By now, Photoshop (and “Photoshopping,” it’s adapted verb version) has become shorthand for speaking about any manipulated photo. The way the term has woven itself into our everyday language demonstrates how widespread our understanding that images can be easily digitally manipulated has become. People are often willing to point out and accept that a photo has been altered. (Though, as the Bennett photo demonstrates, there are still exceptions to the rule, and many who are still fooled.)
What happens when Photoshop (or programs like it) becomes so advanced that it’s nearly impossible to spot a fake? What if there wasn’t a way to easily point out that something had been doctored or substantially altered because only a minority of people knew the manipulation was even possible? This is the case with Adobe VoCo, a program that allows users to edit voices — and not just the pitch or speed, but also what someone has said. Beyond just rearranging words in a voice recording, Adobe VoCo can make a person “say” something they never said at all.
Demonstrated in late 2016, the program is billed as “Photoshop for voice,” and part of the demonstration showed how to alter a voice recording of Keegan-Michael Key, of Key & Peele fame. It seamlessly shifted the order of words within the recording, in addition to adding new words to it.
In a matter of minutes, “I kissed my dogs and my wife” became “I kissed Jordan three times.”
The quality of the alteration, unlike more rudimentary methods of manually splicing vocal recordings, can make it hard to catch. The recording was changed merely by uploading the clip into VoCo, which then displayed the words being said under the vocal recording. All the user has to do is move words around or type in additional ones.
Predictably, the audience met the demo with cheers and applause, while Jordan Peele, who was emceeing the event, jokingly declared, “You’re a demon!”
VoCo takes in large amounts of voice data and breaks it into the distinct sounds that make up spoken language, collectively known as phonemes, before creating a voice model of whoever is recorded. If a word isn’t already in the recording, then the program will use these phonemes to create it from scratch.

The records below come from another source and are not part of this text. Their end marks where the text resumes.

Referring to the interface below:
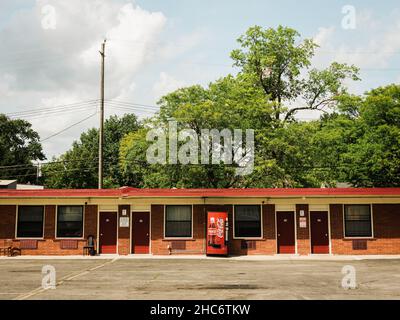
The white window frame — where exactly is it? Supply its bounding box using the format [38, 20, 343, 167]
[232, 203, 264, 240]
[55, 204, 86, 240]
[342, 203, 374, 239]
[163, 204, 193, 240]
[15, 204, 46, 240]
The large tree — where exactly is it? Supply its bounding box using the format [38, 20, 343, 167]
[42, 114, 140, 188]
[121, 26, 358, 188]
[0, 114, 45, 183]
[231, 26, 358, 122]
[317, 85, 400, 187]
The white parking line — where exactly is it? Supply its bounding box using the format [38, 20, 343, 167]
[13, 257, 119, 300]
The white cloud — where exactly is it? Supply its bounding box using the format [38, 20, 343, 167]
[313, 27, 335, 47]
[153, 72, 186, 100]
[0, 0, 167, 156]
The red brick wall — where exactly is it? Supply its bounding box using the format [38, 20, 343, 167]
[330, 204, 400, 255]
[229, 204, 276, 255]
[151, 205, 206, 255]
[44, 206, 56, 239]
[117, 205, 132, 255]
[0, 205, 17, 239]
[0, 205, 97, 255]
[296, 204, 311, 255]
[85, 205, 97, 241]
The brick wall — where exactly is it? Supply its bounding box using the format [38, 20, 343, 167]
[229, 204, 276, 255]
[0, 205, 97, 255]
[330, 204, 400, 255]
[151, 205, 206, 255]
[117, 205, 132, 255]
[296, 204, 311, 255]
[0, 205, 17, 239]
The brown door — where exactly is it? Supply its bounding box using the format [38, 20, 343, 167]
[276, 212, 296, 253]
[99, 212, 117, 253]
[132, 212, 150, 254]
[310, 212, 329, 253]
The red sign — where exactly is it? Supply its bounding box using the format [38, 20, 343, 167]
[207, 212, 228, 255]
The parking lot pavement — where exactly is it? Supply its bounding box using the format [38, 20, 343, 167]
[0, 258, 400, 299]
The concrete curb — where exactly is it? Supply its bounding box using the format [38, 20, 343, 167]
[0, 255, 400, 261]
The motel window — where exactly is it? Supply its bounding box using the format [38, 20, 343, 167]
[57, 206, 83, 238]
[165, 206, 192, 238]
[344, 205, 372, 237]
[17, 206, 44, 238]
[234, 205, 261, 238]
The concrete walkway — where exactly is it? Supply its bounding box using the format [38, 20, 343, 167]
[0, 254, 400, 261]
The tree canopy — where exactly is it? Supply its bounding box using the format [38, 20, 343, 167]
[0, 114, 45, 183]
[7, 26, 400, 188]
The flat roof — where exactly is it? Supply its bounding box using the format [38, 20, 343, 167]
[0, 187, 400, 198]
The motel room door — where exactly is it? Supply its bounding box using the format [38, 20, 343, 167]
[276, 211, 296, 253]
[310, 211, 329, 254]
[99, 212, 117, 254]
[132, 212, 150, 254]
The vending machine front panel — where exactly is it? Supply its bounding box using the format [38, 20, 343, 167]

There are numerous uses for such technology, most obviously in podcasting, given their increasing popularity over the past decade. From 2008 to 2015, the number of podcasts on iTunes rose by 50,000; over the same time period, listeners increased from 9 percent of the American public to 17 percent, according to MarTech, a marketing research website. Audio editing is a tedious process that could likely be made much easier with a program like VoCo. Software like this would also make it easier for amateurs to get into podcasting without needing extensive production experience or training.
As with many content-manipulation technologies, over the initial applause and adulation loom questions about the way such tech could easily be used to cause harm and spread fake news.
“One of the main fears of this kind of technology, where you can augment audio, is really about how can that be used in war,” says Joan Donovan, the media manipulation and platform accountability lead at the Data and Society Research Institute, which examines the social and cultural issues arising from data-centric and automated technologies.
“You can imagine in the midst of a breaking news event something like this being used to pretend there is a leak, that someone is making a death threat against a public figure, or that so-and-so has called for an invasion. There are all kinds of ways that this technology, if people don’t readily know it’s available, could be weaponized against the public,” Donovan says.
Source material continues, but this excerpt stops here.